Daniel Soares (União Brasil) se posicionou contra e por isso o partido trocou-o de duas comissões que deliberam o projeto da privatização da Sabesp. "Meu desligamento está atrelado ao posicionamento contrário à privatização da Sabesp. A defesa desse patrimônio é também a defesa do direito da população a um serviço público de qualidade", publicou o parlamentar no Instagram.
De acordo com apuração da Gazeta do Povo, ele não é o único deputado da base aliada com o mesmo posicionamento contrário. Novos posicionamentos públicos podem vir à tona no início desta semana. Na terça-feira (14) será lançada a Frente Parlamentar em apoio à privatização da Sabesp, liderada pelo vice-líder do governo, Guto Zacarias. Já na quinta-feira (16) está marcada a primeira audiência pública para debater o tema.
O ex-chefe da Secretaria de Comunicação Social (Secom) do governo Jair Bolsonaro (PL), Fabio Wajngarten, tem sido uma das vozes de direita mais enfáticas contra a privatização da Sabesp. "Existe uma direita preocupada com a soberania do Brasil. E a Sabesp é um ativo estratégico do país, é uma das maiores empresas do mundo na distribuição de água e também na área do saneamento básico", publicou ele na rede social X (antigo Twitter).
Wajngarten argumentou que que "não faz sentido sair do monopólio público para cair no monopólio privado. Não podemos deixar a população refém de grupos empresariais que mal conhecemos".
Para economista, problema na concessionária de energia não afetará privatização da Sabesp
Fora do âmbito político, o economista e professor da FGV Joelson Sampaio acredita que os problemas recentes enfrentados pela concessionária Enel não afetarão o processo de privatização da Sabesp. Mas ele consideram que ficam algumas lições de como melhorar os procedimentos futuros. “São duas áreas bem distintas, mas ambas precisam ter o mesmo cuidado. Para isso, tem que fazer o monitoramento de regulação e precisa estar presente nesse processo”, afirma o professor.
Sampaio atrela uma expressiva redução nos custos, colocada em prática pela empresa privada, a riscos que podem se materializar em uma situação de emergência. “É um grande desafio para empresas privadas não ter descuido de trabalhar com um nível muito baixo de pessoas para atender esse tipo de problema”.

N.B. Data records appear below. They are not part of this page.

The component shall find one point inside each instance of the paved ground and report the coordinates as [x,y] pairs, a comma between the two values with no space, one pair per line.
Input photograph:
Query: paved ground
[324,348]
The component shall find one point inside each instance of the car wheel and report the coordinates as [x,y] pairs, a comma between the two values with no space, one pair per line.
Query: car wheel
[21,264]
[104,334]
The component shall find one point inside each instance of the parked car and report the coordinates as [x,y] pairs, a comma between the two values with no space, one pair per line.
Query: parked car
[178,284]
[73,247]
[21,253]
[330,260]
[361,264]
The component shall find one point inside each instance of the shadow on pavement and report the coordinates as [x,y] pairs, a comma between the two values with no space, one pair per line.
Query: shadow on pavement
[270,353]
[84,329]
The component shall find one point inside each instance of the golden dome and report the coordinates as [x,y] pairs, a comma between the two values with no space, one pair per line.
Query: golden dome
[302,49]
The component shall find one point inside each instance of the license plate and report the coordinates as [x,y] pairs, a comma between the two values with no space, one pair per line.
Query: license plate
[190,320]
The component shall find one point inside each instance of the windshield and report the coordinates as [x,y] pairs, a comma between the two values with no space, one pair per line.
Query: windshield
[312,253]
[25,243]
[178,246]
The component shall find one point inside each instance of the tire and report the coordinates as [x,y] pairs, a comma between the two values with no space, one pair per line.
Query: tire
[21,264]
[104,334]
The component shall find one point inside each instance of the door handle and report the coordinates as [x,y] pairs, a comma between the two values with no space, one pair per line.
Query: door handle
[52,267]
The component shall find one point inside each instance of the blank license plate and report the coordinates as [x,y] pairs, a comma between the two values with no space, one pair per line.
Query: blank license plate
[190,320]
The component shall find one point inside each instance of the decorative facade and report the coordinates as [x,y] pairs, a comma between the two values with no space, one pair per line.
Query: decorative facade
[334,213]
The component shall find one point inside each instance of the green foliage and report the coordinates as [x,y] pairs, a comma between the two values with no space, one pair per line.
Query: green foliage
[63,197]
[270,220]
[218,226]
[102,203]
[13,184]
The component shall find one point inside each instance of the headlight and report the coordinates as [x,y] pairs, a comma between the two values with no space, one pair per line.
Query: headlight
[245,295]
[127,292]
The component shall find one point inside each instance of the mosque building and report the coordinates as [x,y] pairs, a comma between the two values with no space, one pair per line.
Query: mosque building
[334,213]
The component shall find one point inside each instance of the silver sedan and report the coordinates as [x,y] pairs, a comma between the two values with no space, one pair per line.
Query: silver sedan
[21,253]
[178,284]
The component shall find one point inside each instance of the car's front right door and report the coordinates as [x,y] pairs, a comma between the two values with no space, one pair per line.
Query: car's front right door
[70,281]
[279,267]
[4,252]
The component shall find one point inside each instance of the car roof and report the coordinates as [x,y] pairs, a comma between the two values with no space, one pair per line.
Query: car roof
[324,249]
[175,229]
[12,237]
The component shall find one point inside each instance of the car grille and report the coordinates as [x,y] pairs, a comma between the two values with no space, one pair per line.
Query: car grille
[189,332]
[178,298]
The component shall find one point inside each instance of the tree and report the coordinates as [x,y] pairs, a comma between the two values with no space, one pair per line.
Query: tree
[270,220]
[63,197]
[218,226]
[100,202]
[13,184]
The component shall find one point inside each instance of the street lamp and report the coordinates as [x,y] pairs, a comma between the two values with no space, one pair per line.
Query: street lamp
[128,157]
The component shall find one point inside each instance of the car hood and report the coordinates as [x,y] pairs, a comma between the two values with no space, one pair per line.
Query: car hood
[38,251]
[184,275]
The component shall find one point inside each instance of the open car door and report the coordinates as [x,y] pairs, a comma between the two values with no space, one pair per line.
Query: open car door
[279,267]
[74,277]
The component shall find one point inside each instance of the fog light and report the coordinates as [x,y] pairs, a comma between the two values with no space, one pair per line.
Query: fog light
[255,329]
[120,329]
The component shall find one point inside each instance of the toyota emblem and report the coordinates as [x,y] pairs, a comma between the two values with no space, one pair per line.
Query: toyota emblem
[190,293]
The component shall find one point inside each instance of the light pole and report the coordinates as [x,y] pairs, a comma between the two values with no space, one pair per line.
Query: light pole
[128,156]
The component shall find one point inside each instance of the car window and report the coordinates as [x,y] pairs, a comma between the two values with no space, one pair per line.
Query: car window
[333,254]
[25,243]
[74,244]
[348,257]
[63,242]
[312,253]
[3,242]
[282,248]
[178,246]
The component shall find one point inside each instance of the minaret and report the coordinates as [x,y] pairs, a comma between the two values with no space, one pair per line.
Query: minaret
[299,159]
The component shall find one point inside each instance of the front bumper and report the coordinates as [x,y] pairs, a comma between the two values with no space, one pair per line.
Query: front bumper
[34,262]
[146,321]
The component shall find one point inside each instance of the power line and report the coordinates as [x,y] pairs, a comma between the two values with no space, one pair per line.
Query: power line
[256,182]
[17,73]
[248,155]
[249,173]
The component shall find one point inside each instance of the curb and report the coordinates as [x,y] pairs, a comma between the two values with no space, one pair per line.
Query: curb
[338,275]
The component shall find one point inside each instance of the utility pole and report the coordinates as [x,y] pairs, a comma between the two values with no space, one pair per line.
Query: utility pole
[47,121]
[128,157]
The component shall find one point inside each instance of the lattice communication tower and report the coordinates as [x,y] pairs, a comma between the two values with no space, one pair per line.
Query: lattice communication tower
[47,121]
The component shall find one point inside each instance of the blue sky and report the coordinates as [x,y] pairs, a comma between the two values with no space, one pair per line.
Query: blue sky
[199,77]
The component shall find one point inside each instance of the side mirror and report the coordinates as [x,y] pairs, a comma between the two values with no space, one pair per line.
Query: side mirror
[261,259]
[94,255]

O economista alerta que o Estado não pode privatizar uma estatal e não se preocupar mais com a empresa. E aponta que o caso Enel deixa lições. “Temos que ter uma certa cautela. Não é ruim privatizar, mas o Estado não pode achar que é só privatizar e não estar presente para monitorar e fiscalizar. Precisa ter uma presença atuante para que essas empresas gerem valor. O ato apenas de privatizar não garante a melhoria da qualidade”, diz Sampaio.
“Acho que é algo para se monitorar os pontos, desenhar melhor os processos de regulação de fiscalização de serviços públicos", acrescentou Sampaio.